I need help with prooving or disaprooving relations between $\mathcal{O}(7^{f(n)})$ and $3^{\mathcal{O}(f(n))}$, where $f$ is function from natural to positive real numbers. I need to find example for inclusion which is not true and to prove the one that is true.Thanks

2. ## Re: O(7^f(n)) and 3^(O(f(n))

$f (n)=1$

$7^1=3^{1 (\ln 7/ \ln 3 )}$

The constant on the left is 1 and the right is obviously $\dfrac{\ln 7}{\ln 3}$

3. ## Re: O(7^f(n)) and 3^(O(f(n))

Ok I get that, but still can't solve it

4. ## Re: O(7^f(n)) and 3^(O(f(n))

You asked for an example where they are equal. That is an example. I gave explicit coefficients that make them equal. Now, you just need a function where no such coefficient exists. You need a function where there does not exist $\alpha,\beta \in \mathbb{R}$ such that:
$\displaystyle \alpha 7^{f(n)} = 3^{\beta f(n)}$

I've never formally worked on big O notation, but that was my general understanding of it. Let's take the log of both sides:

But, if $\alpha = 1$ and $\beta = \dfrac{\ln 7}{\ln 3}$, then you get equality on both sides. So, I think it is true for any $f(n)$.

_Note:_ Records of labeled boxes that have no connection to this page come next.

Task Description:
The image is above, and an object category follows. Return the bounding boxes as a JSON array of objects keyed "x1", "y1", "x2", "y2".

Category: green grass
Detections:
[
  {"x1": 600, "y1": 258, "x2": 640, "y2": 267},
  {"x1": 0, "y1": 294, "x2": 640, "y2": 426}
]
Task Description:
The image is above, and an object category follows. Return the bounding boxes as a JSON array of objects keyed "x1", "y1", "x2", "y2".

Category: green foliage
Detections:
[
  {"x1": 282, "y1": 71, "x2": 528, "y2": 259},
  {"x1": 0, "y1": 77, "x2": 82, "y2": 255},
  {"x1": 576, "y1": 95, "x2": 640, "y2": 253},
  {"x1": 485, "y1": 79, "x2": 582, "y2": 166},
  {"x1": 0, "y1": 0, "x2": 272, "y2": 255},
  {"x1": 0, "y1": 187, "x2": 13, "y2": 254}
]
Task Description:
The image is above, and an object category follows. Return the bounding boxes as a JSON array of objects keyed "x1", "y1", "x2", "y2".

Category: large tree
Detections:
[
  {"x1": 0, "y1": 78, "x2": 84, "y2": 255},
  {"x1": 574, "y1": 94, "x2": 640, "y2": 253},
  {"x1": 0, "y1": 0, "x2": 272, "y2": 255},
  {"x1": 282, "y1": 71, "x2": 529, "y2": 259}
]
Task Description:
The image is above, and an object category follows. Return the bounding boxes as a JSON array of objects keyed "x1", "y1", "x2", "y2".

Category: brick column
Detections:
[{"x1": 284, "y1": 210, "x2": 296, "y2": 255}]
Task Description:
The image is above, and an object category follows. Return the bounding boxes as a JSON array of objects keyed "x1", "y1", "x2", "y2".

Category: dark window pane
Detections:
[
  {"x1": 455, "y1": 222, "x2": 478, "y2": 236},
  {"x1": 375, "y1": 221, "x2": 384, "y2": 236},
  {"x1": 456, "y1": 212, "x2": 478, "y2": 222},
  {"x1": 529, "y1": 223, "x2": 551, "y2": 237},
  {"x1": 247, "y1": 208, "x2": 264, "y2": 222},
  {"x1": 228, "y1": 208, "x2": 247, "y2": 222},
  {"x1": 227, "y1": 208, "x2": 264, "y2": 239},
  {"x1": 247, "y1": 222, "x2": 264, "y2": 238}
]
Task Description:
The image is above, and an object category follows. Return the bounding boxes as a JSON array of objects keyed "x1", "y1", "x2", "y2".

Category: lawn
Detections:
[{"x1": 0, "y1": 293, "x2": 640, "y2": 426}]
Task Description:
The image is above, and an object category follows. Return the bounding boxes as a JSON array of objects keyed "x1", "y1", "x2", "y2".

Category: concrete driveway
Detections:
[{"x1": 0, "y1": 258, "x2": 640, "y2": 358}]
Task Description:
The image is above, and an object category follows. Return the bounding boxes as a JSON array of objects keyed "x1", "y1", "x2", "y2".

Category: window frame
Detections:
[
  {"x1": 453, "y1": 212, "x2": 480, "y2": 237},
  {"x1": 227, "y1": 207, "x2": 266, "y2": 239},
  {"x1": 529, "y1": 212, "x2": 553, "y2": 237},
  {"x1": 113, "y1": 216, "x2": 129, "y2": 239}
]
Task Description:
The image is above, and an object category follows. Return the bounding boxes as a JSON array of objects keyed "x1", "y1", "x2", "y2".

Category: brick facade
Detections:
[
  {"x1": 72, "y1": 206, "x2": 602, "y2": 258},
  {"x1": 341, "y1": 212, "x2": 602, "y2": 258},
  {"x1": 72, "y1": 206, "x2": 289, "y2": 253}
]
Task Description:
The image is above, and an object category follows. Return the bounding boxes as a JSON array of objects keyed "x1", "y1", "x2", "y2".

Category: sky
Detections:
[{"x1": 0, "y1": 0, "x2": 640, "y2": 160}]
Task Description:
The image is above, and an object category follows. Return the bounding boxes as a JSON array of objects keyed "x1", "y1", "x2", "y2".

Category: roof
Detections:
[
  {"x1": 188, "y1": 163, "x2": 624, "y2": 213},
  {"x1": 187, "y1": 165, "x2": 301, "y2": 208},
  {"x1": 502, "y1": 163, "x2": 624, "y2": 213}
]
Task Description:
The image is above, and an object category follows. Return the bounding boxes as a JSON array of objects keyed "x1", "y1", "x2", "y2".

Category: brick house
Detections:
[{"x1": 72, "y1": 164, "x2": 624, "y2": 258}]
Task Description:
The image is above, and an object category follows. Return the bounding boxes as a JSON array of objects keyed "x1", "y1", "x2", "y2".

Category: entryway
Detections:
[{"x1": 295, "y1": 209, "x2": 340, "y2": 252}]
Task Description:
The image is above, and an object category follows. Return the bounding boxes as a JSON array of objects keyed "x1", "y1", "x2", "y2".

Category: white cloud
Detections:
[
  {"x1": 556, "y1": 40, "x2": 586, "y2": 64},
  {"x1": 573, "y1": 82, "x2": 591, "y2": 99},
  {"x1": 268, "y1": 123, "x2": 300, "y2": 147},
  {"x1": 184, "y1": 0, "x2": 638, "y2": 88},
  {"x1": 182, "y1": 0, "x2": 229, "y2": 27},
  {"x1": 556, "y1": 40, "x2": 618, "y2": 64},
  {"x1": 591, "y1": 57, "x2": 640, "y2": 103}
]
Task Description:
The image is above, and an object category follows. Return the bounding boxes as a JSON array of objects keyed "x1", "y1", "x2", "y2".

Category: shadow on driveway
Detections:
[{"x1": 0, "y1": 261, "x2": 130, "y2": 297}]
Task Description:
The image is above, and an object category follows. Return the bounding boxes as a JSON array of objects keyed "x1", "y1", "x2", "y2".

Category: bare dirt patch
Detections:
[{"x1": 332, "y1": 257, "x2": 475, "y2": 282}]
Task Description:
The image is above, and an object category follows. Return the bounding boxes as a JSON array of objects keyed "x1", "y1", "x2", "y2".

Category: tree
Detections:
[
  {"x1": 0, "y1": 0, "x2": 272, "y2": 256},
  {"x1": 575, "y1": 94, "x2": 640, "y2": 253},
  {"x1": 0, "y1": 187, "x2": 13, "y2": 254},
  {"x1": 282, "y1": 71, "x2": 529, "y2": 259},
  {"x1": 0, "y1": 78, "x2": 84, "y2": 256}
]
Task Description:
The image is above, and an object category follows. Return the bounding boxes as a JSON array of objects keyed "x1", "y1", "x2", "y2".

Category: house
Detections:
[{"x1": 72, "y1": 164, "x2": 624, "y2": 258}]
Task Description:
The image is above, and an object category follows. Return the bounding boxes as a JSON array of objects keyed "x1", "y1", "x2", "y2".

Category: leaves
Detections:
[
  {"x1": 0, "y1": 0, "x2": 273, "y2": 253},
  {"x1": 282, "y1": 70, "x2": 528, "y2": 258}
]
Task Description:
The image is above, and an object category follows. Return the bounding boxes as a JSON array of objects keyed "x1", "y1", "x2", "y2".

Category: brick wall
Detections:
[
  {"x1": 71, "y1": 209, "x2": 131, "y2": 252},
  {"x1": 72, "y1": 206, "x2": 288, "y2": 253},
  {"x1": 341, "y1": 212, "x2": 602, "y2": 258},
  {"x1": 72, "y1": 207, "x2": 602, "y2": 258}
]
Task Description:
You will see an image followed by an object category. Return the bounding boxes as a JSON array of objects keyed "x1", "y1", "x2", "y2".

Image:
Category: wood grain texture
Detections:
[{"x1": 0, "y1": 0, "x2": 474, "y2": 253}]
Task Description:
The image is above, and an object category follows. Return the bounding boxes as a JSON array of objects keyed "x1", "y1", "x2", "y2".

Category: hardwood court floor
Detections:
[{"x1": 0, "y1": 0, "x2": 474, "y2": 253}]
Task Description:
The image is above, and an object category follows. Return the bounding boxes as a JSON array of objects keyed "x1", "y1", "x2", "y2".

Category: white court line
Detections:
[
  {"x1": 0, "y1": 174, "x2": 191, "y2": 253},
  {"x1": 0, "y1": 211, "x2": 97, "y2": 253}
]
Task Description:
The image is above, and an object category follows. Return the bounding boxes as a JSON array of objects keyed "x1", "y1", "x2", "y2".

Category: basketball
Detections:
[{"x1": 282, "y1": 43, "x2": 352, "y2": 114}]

Edit: I'm mistaken. You need to fix $\alpha$ and show that there exists $\beta$ that makes this true. So, let's solve for $\beta$:

$\displaystyle \alpha 7^{f(n)} = 3^{\beta f(n)}$

$\displaystyle \ln \alpha + f(n)\ln 7 = \beta f(n) \ln 3$

$\displaystyle f(n)(\beta \ln 3 - \ln 7) = \ln \alpha$

So, you only have equality when $\alpha = 1, \beta = \dfrac{\ln 7}{\ln 3}$ or $f(n) = c$ for some constant $c\in \mathbb{R}$.

This implies it should be false for any nonconstant function $f(n)$.